Она повернулась от окна, собираясь порадовать мужа доброй вестью, но заметила, что тот сыплет в один из кубков коричневый порошок из кожаного мешочка. Почувствовав ее взгляд, он отскочил от стола и спрятал руку с мешочком за спину, как воришка, пойманный с поличным. Щеки его покрылись бурым румянцем.
— Что это у тебя в руке? — спросила Арианна, устремляясь к нему.
— Ничего.
Арианна попробовала дотянуться до загадочного мешочка, но у Рейна была слишком широкая грудь, и ему легко удавалось держать руку за пределами досягаемости. Арианна бросилась влево, метнулась вправо... и после обманного маневра (или после того, как Рейн счел за лучшее уступить) поймала его за запястье.
— Ага, значит, что-то здесь все-таки есть. И что же это?
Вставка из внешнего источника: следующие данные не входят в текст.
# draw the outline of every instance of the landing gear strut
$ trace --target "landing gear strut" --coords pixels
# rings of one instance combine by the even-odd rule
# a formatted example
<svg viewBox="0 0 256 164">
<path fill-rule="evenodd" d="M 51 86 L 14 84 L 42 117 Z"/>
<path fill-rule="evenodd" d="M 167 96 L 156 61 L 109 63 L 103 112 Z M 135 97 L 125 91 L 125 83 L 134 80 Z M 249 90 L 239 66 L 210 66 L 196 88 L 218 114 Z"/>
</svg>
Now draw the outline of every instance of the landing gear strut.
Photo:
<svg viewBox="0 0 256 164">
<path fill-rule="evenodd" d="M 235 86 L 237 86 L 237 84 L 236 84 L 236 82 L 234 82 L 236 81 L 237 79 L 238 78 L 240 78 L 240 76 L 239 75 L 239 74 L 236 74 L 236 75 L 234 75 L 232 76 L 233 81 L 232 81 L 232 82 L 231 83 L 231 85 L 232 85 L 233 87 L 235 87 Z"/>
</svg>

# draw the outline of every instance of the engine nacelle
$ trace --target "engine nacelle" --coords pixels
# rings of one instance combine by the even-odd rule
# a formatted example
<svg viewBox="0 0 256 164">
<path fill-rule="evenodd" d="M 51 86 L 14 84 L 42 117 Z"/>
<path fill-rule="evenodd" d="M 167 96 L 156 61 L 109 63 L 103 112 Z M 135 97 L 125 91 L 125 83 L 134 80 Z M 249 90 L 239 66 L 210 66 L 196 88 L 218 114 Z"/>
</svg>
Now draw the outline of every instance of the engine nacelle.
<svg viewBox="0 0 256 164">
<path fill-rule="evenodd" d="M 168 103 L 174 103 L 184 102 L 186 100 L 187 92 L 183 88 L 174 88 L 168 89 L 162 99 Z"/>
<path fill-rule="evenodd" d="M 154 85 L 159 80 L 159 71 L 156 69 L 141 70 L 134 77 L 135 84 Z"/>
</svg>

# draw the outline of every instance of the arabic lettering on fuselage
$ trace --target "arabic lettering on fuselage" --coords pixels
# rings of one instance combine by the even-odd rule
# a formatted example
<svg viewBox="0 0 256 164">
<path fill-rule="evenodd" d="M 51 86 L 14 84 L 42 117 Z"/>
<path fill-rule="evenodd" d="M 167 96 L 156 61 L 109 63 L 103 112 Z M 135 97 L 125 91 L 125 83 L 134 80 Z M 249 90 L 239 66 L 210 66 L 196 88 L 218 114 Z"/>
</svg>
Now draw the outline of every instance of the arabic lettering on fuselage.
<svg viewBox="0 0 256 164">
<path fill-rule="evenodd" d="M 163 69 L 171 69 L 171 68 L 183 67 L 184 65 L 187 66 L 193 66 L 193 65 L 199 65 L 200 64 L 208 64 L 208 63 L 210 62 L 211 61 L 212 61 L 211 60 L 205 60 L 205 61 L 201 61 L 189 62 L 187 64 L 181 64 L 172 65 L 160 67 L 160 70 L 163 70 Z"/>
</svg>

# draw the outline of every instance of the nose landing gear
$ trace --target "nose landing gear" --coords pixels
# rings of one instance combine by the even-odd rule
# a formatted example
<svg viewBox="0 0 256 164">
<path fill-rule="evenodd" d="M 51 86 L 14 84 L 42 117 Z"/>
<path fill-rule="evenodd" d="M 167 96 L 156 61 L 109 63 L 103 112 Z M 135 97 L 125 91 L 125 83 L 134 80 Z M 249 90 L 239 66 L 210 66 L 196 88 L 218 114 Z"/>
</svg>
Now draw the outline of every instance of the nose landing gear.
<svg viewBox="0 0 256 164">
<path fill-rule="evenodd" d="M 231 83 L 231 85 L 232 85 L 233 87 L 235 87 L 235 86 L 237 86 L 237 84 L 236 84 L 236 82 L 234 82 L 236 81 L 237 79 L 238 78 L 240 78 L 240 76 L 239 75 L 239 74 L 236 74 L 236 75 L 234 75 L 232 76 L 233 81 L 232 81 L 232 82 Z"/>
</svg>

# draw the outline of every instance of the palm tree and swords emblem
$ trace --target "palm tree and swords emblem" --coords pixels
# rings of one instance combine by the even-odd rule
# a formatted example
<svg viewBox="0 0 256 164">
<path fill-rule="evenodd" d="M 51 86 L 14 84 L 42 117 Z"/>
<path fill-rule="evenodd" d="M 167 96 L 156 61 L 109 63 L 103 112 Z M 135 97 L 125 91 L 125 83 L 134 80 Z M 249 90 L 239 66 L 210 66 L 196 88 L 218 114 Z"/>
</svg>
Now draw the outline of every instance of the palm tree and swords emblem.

Что ты тайком подсыпал мне в вино? — Она начала разжимать его кулак. — Сейчас же признавайся, уж не хочешь ли ты отравить меня, нормандец!
Это обвинение заставило Рейна разжать руку.
— Это всего-навсего любовное зелье, — сказал он, и румянец на его щеках стал гуще.
— Ах, любовное зе-елье! — протянула Арианна воркующим голосом и сунула нос в мешочек. — Значит, ты не мне подсыпал его... хм. В чем дело, муж мой? Неужели в последнее время я слишком часто пользуюсь известной частью твоего тела? Неужели эта часть больше не работает без помощи колдовства?
— Мне просто было любопытно! — теперь Рейн вспыхнул как маков цвет, к большому удовольствию Арианны. — Талиазин дал мне этот чертов порошок в ночь Люгназы, когда мы встретились у камней мейхирион, помнишь? В то время ты отказывалась выполнять супружеские обязанности, и я подумал... любовное зелье поможет сломить твое упрямство.
— Милорд, ваша память оставляет желать лучшего! Я бы не сказала, что ломать нужно было мое упрямство. По-моему, это вы, милорд, не желали выполнять супружеские обязанности. А что касается оруженосца, то он просто интриган!
— Но ты ведь не откажешься попробовать? — спросил Рейн с усмешкой. — Разве тебе самой не любопытно, как эта штука действует? Предлагаю нам обоим выпить понемногу.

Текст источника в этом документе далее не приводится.